Chozuba is a town located in the southern part of the Indian state of Nagaland. It serves as an Administrative Circle in the Phek District of Nagaland and is located about 71 km east of the state capital Kohima.

Administration
An Additional Deputy Commissioner's (ADC) office of Phek District is located at Chozuba. Under the division there are 7 (seven) villages.
 Chozuba Hq (3,543)
 Chozuba village (3,419)
 Yoruba (3,353)
 Thuvopisü (2,624)
 Rünguzumi Nagwu (1,193)
 Rünguzumi Nasa (335)
 Khusomi (265)
 Chozu Basa (104)

The Chozuba Town Council was inaugurated on 2 November 2016.

Demographics
Chozuba is a large village located in Chozuba Circle of Phek district, Nagaland with total 793 families residing. The Chozuba village has population of 3419 of which 1674 are males while 1745 are females as per Population Census 2011. 
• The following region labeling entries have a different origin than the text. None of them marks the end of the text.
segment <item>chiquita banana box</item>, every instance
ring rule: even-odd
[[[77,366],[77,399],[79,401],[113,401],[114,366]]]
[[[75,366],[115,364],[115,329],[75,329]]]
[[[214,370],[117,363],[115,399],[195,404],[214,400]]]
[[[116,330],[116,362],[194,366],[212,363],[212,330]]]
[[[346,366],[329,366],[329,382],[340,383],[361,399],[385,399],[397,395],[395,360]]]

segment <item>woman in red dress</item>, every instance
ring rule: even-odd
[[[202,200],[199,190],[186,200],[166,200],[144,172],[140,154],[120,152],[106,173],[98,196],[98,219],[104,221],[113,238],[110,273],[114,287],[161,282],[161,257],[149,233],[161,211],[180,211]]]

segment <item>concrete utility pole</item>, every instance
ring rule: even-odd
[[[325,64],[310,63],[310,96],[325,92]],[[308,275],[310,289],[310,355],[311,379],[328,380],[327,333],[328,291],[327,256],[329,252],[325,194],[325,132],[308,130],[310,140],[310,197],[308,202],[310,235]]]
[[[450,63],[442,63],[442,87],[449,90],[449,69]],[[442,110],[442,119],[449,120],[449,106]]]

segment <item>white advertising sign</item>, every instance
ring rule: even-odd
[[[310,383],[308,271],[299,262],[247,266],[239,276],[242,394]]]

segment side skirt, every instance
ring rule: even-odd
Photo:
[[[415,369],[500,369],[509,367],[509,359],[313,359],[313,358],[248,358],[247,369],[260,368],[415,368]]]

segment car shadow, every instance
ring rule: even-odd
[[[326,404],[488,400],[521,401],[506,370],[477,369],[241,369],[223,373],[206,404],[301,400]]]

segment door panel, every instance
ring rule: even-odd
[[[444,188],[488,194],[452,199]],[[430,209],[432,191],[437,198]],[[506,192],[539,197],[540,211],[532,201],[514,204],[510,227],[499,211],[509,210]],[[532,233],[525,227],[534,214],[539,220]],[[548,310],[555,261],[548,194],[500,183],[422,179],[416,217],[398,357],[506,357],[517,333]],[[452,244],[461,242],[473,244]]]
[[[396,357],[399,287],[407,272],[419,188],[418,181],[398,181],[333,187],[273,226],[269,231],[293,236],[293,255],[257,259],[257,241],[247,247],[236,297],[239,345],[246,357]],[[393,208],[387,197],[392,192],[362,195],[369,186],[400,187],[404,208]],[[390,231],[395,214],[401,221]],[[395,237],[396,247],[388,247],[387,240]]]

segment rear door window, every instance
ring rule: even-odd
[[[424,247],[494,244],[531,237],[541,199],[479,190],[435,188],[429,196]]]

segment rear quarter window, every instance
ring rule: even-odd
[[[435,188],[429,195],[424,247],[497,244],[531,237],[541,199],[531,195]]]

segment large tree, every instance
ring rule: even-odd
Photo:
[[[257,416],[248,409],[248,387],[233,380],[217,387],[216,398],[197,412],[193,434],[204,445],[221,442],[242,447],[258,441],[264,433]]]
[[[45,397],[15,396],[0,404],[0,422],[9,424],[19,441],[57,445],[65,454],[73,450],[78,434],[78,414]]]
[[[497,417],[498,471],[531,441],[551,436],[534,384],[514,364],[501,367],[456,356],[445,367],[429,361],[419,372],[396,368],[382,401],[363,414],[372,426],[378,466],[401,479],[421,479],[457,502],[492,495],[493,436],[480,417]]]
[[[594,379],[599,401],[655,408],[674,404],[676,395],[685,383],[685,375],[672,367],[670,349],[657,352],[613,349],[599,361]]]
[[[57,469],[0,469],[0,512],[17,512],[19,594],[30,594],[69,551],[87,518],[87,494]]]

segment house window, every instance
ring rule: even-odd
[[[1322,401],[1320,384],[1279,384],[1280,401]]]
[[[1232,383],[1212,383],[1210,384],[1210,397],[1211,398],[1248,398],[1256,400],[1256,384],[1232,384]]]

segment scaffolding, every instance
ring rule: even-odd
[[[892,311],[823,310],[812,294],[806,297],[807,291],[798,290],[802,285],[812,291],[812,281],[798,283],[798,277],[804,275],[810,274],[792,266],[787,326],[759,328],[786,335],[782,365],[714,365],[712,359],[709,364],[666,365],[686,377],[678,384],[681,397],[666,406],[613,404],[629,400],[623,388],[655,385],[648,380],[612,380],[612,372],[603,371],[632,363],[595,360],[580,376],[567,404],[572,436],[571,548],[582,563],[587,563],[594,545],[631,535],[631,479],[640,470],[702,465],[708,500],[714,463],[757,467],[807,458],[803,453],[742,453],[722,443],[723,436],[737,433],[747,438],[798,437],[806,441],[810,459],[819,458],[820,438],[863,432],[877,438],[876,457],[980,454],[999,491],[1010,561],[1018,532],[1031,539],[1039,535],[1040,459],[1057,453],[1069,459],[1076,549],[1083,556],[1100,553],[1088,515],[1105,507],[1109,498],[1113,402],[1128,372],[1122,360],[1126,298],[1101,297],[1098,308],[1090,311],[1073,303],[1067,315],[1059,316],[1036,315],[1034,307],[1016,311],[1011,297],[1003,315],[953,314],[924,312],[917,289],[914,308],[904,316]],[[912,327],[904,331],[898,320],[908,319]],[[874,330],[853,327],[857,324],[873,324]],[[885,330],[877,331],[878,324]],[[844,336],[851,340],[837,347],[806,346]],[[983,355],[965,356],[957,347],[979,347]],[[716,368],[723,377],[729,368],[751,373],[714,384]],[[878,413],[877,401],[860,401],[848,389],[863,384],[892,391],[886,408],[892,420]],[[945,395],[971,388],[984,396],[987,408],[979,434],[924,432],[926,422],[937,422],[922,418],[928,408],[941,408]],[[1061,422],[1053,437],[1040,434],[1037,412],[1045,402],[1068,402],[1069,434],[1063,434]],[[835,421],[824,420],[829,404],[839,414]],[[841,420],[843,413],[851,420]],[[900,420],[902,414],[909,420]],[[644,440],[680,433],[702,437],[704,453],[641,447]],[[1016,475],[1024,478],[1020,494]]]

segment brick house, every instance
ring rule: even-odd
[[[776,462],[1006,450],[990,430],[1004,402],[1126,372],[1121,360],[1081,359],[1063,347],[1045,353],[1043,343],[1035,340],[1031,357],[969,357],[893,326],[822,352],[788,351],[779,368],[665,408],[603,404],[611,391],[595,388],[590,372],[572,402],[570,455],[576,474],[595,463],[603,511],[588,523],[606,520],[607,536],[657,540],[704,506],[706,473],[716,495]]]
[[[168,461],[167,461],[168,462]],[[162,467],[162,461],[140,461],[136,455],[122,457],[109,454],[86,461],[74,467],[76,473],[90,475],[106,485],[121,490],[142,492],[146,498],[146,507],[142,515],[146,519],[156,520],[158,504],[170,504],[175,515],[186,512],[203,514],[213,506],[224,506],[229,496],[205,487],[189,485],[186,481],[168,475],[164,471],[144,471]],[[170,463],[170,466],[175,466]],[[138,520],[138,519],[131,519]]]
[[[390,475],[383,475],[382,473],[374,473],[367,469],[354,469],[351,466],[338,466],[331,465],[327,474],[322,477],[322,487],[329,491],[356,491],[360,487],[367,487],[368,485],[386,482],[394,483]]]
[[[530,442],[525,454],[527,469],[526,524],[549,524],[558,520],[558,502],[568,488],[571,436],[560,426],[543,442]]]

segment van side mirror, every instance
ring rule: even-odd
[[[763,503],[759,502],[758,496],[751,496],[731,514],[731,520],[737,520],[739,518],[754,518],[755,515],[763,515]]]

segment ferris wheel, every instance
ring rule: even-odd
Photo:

In Chozuba village population of children with age 0-6 is 604 which makes up 17.67 % of total population of village. Average Sex Ratio of Chozuba village is 1042 which is higher than Nagaland state average of 931.

Education
Chozuba village has higher literacy rate compared to Nagaland. In 2011, literacy rate of Chozuba village was 91.19 % compared to 79.55 % of Nagaland. In Chozuba Male literacy stands at 94.79 % while female literacy rate was 87.82 %.